Abstract

Extensive laminated mats of algae are forming on the protected intertidal and supratidal flats of a highly saline lagoon, the Khor al Bazam, Abu Dhabi, southwest Persian Gulf. At the east end of the lagoon, the largest algal flat parallels the coast for 42 kilometers, and to the west another smaller one parallels the coast for nine kilometers. These flats, part of the seaward edge of a prograding coastal flat, have an average width of approximately two kilometers and a thickness of at least thirty centimeters. In some areas they extend landward in the subsurface for more than two kilometers, beneath a thin cover of evaporites and wind blown and storm washover sediments. Smaller flats occur in the shelter of islands, headlands, and swash bars.

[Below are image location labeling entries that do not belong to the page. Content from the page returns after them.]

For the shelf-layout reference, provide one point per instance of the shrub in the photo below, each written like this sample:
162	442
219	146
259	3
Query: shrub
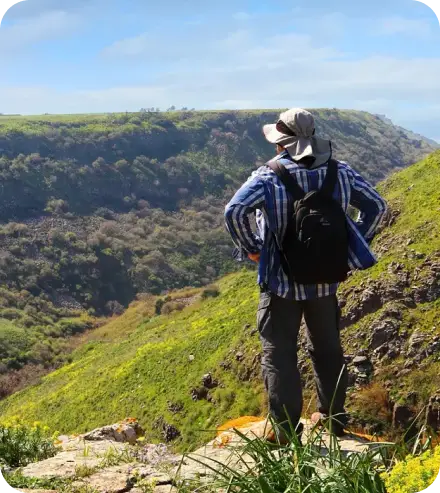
210	292
414	474
21	444
172	306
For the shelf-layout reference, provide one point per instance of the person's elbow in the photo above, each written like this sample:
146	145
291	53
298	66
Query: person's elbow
229	212
382	207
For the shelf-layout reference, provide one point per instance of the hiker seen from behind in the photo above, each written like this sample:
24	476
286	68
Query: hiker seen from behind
305	245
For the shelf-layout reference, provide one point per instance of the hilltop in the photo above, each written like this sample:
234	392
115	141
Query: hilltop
187	372
97	209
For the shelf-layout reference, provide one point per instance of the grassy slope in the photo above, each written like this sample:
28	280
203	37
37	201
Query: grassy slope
137	374
139	364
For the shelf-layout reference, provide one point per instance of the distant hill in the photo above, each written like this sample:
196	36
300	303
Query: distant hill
96	209
157	368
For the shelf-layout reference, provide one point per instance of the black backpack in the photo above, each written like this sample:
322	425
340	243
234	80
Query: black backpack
315	246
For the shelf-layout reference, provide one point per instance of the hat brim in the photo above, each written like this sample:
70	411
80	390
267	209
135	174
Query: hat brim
300	147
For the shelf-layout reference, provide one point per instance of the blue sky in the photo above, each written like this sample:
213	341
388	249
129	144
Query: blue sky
104	55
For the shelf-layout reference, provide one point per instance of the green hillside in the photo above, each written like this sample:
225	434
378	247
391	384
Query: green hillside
96	209
148	367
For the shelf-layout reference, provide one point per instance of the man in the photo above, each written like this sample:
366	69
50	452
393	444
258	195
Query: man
284	301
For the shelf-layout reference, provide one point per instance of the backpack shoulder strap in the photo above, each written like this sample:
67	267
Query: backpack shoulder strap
287	179
331	178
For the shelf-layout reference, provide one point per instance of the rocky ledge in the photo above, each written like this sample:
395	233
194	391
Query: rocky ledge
115	459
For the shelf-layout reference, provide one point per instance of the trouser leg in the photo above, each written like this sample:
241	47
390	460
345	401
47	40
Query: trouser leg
278	324
322	317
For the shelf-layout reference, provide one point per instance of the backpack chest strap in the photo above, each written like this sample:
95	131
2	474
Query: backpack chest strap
292	186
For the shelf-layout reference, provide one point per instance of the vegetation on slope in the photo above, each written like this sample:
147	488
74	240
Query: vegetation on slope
99	208
152	366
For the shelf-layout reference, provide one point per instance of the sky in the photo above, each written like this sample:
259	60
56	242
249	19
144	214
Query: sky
94	56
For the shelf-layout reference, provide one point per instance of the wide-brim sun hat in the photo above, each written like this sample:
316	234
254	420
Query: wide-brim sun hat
295	131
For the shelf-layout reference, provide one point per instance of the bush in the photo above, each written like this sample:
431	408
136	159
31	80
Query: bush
21	444
415	474
172	306
210	292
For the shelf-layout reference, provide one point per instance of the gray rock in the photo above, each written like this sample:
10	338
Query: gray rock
359	360
383	332
127	431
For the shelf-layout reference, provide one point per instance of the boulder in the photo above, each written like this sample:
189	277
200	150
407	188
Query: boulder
382	332
127	431
403	416
432	418
209	382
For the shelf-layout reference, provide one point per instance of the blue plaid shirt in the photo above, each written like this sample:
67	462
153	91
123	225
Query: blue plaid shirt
265	195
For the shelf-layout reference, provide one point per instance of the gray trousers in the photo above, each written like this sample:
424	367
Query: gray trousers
279	322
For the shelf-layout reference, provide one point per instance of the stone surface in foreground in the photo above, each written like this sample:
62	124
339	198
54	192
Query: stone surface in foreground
92	462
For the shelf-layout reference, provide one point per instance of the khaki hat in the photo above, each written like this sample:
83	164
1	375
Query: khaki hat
295	131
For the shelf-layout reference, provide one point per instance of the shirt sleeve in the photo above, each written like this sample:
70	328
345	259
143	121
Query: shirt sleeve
370	204
246	201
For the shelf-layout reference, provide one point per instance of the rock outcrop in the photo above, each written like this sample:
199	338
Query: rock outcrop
113	465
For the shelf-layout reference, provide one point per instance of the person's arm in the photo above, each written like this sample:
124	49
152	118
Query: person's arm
246	201
370	204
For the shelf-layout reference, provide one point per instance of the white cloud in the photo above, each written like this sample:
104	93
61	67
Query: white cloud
44	27
134	46
401	25
244	71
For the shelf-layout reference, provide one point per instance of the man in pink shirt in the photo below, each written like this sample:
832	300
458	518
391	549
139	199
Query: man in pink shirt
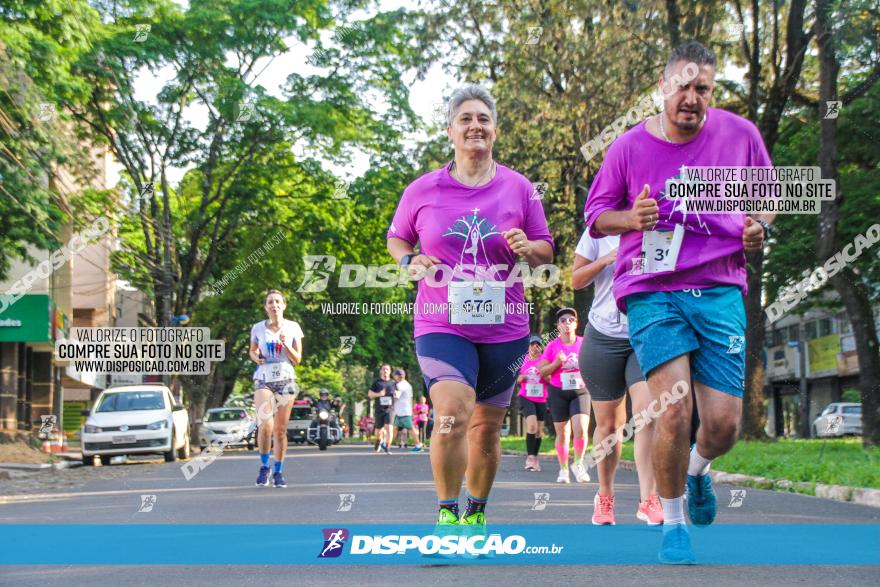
680	277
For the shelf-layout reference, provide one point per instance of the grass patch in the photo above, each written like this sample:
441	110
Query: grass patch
838	461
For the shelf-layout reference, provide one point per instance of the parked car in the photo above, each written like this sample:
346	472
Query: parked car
229	426
838	419
135	419
300	418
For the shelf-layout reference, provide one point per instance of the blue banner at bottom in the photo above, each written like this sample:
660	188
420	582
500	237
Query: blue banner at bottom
207	544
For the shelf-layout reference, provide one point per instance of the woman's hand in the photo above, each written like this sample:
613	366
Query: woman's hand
610	258
518	242
420	264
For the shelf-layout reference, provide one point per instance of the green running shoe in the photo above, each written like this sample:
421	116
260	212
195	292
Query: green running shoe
447	518
475	519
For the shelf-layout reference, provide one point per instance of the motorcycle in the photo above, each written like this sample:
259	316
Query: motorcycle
324	429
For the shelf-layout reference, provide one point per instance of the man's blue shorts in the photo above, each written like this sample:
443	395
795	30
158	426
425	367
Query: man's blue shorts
710	324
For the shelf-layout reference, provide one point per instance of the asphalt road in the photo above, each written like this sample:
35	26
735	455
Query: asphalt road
394	489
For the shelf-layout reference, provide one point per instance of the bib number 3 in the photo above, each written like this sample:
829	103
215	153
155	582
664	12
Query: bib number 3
660	249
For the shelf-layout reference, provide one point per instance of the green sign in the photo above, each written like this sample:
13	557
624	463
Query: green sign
823	353
27	320
73	418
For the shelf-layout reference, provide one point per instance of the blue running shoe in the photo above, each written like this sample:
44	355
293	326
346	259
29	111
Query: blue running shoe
278	480
448	524
702	504
676	549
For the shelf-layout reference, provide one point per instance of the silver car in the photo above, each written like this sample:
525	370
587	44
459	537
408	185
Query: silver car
226	427
839	419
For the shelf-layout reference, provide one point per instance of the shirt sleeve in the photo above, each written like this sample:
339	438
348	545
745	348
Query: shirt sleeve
608	191
296	330
588	247
758	151
403	225
548	353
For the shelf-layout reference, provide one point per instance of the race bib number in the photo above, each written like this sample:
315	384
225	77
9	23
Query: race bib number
572	380
476	302
534	390
275	372
660	249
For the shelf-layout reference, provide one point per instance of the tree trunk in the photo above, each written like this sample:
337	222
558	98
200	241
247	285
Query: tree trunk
848	285
754	415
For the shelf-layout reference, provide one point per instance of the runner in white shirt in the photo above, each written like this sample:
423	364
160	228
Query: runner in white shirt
403	410
276	346
609	367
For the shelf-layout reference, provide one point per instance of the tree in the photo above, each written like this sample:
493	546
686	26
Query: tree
177	237
774	62
853	291
43	169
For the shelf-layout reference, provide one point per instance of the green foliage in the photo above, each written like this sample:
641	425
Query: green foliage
791	256
40	41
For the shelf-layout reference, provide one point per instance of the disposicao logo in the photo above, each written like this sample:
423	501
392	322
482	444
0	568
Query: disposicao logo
334	540
472	545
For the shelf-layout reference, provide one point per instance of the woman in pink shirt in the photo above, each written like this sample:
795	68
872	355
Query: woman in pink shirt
568	396
472	221
532	402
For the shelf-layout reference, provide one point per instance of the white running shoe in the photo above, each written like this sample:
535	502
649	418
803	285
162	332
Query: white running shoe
563	476
580	473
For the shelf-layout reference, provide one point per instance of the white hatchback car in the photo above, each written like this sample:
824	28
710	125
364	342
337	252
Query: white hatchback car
838	419
226	427
135	419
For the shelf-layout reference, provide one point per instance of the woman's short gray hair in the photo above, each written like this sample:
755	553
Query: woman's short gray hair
470	92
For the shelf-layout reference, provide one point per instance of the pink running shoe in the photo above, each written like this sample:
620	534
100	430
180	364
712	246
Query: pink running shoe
651	511
603	510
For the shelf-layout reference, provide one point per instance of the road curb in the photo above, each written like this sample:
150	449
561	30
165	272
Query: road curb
40	467
858	495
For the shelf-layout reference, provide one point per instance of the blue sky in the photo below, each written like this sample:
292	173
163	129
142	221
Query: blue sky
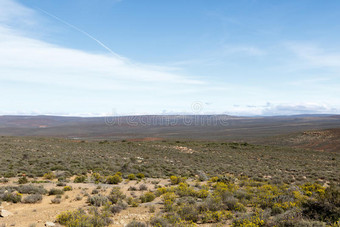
122	57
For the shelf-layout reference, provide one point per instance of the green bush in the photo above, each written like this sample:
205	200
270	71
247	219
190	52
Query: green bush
80	218
67	188
147	197
116	195
23	180
140	175
97	200
132	176
34	198
80	179
11	197
55	191
115	179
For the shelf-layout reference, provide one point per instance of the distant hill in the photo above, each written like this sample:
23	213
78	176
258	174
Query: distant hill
179	127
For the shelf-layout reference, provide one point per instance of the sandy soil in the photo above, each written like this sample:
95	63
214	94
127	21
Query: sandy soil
26	215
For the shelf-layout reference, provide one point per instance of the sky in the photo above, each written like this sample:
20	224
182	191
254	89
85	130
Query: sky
132	57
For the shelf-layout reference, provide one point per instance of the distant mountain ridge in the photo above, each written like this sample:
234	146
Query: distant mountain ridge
209	127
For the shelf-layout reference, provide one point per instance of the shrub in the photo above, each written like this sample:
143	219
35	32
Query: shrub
80	179
176	180
147	197
23	180
159	221
132	188
136	224
31	189
79	218
131	176
11	197
115	179
140	175
67	188
116	195
61	184
133	202
169	198
97	200
56	200
55	191
34	198
143	187
326	207
96	178
49	175
188	212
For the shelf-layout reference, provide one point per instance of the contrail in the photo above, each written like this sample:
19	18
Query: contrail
81	31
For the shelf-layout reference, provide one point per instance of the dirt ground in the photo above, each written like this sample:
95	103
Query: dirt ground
27	215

The larger algal flats are divided on the basis of surface morphology, into four geographical belts. From the high-water mark seaward these are: (1) Flat zone--firm, smooth algal mat, with no topographic relief, overlying quartz-rich carbonate sand and evaporites; (2) Crinkle zone--leathery algal skin forming a blistered surface over gypsum and carbonate mush; (3) Polygonal zone--algal mat separated into desiccation polygons a few centimeters to two meters in diameter, which cover laminated algal peat; carbonate sand and mud fills the cracks between the polygons. (4) Cinder zone--a warty black algal surface, the color and size of the raised bumps resembling a weathered volcanic cinder layer. These bumps, shaped like small pustules two to three centimeters in diameter, cap an unlaminated algal and sediment peat. The algal growth and structures appear to be determined by the frequency and duration of subaerial exposure and the salinity of the tidal waters; they are only related to wave energy when limited by wave and tidal scour at the edge of the Cinder zone and along ebb channels.